È piuttosto evidente che tali sparate trovino eco e riverbero nel muro di sicurezza che un presidente sempre più malfermo punta a erigere lungo i confini della nazione, toccando persino l’asse transatlantico presidiato dalla Nato, organizzazione che durante la campagna elettorale ebbe a definire obsoleta, salvo sconfessarsi poco dopo.

Nel tritacarne è finita persino la relazione speciale con il Regno Unito: il fondo venne toccato all’indomani degli attentati di Londra e Manchester, con il governo May fra l’imbarazzato e lo stizzito davanti alle esternazioni della Casa bianca, mentre la stampa statunitense che pubblicava dettagli sensibili e prove dalla scena del crimine, frutto di leaks avvenuti lungo un asse di fiducia fra i rispettivi apparati di sicurezza divenuto ormai esile.

Più recentemente, nel Sahel – dove gli Usa hanno perso 4 commando a seguito di un’imboscata jihadista, con tanto di intervento francese a togliere le castagne dal fuoco – si assiste a tensioni con Parigi, che vorrebbe maggiore coinvolgimento delle Nazioni Unite nell’azione della nuova forza di intervento anti-terrorismo regionale.

Le distanze e la freddezza fra Washington e Berlino sono assai note, e ancora una volta affondano le radici nell’invasione dell’Iraq e la demolizione del multilateralismo quale strumento di governance globale.

Il tentativo statunitense di smontare l’accordo con l’Iran, facendo saltare la bilancia strategica regionale a tutto vantaggio dell’Arabia Saudita, dinamita le politiche estere europee al punto che persino il premier Gentiloni, in una rara presa di distanze da Washington, ha recentemente precisato che non è nell’interesse nazionale dell’Italia.

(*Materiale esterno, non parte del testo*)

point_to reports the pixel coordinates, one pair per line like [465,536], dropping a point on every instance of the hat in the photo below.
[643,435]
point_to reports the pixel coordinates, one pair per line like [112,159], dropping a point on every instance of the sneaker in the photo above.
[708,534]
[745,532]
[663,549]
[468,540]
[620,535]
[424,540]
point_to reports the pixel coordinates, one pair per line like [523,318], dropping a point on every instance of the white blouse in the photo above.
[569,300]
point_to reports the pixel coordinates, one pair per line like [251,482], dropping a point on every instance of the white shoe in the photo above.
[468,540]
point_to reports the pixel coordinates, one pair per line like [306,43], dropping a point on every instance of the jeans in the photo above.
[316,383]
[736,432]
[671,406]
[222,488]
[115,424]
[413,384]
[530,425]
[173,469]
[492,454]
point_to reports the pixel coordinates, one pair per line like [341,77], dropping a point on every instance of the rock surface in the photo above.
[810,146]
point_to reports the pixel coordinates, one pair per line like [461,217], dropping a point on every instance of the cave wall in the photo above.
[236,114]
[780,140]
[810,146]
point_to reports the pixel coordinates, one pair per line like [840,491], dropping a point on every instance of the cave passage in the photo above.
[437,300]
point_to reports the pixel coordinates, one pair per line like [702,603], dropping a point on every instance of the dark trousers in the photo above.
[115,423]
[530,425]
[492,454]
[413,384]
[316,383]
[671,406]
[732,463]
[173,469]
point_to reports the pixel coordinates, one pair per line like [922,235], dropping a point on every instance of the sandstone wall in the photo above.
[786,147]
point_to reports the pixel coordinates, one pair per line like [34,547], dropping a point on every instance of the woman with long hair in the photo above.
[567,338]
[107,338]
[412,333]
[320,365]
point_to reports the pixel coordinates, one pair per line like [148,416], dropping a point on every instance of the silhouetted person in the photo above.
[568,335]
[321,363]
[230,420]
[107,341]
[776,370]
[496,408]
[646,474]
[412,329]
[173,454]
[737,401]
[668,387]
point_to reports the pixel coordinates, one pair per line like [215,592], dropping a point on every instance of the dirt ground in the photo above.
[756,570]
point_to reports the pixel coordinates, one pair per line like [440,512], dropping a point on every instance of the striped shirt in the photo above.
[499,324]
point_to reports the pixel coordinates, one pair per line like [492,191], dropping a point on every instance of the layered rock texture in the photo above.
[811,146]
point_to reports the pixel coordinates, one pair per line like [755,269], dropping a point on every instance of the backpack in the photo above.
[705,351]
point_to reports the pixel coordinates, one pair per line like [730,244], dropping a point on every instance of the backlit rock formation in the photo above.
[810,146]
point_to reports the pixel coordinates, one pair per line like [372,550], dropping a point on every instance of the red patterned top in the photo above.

Facendo ampio sfoggio di condiscendenza, il Consigliere alla Sicurezza Nazionale H.R. McMaster ha lodato Trump per avere ristabilito la «competenza strategica» degli Stati Uniti. Pochi giorni dopo, Washington si è trovata a dover definire come «errore di comunicazione» lo scontro che vede opposti, nel nord dell’Iraq e al confine con la Siria, due eserciti entrambi clienti – quello di Baghdad e quello di Erbil.

Davanti a un presidente che per restare in piedi affida le decisioni strategiche ai comandi militari mentre rappresenta il terrorismo come un problema europeo da tenere alla larga, c’è da temere che il solco della divisione attraverserà sempre più non solo la società americana, ma anche i rapporti con gli alleati e l’Europa stessa.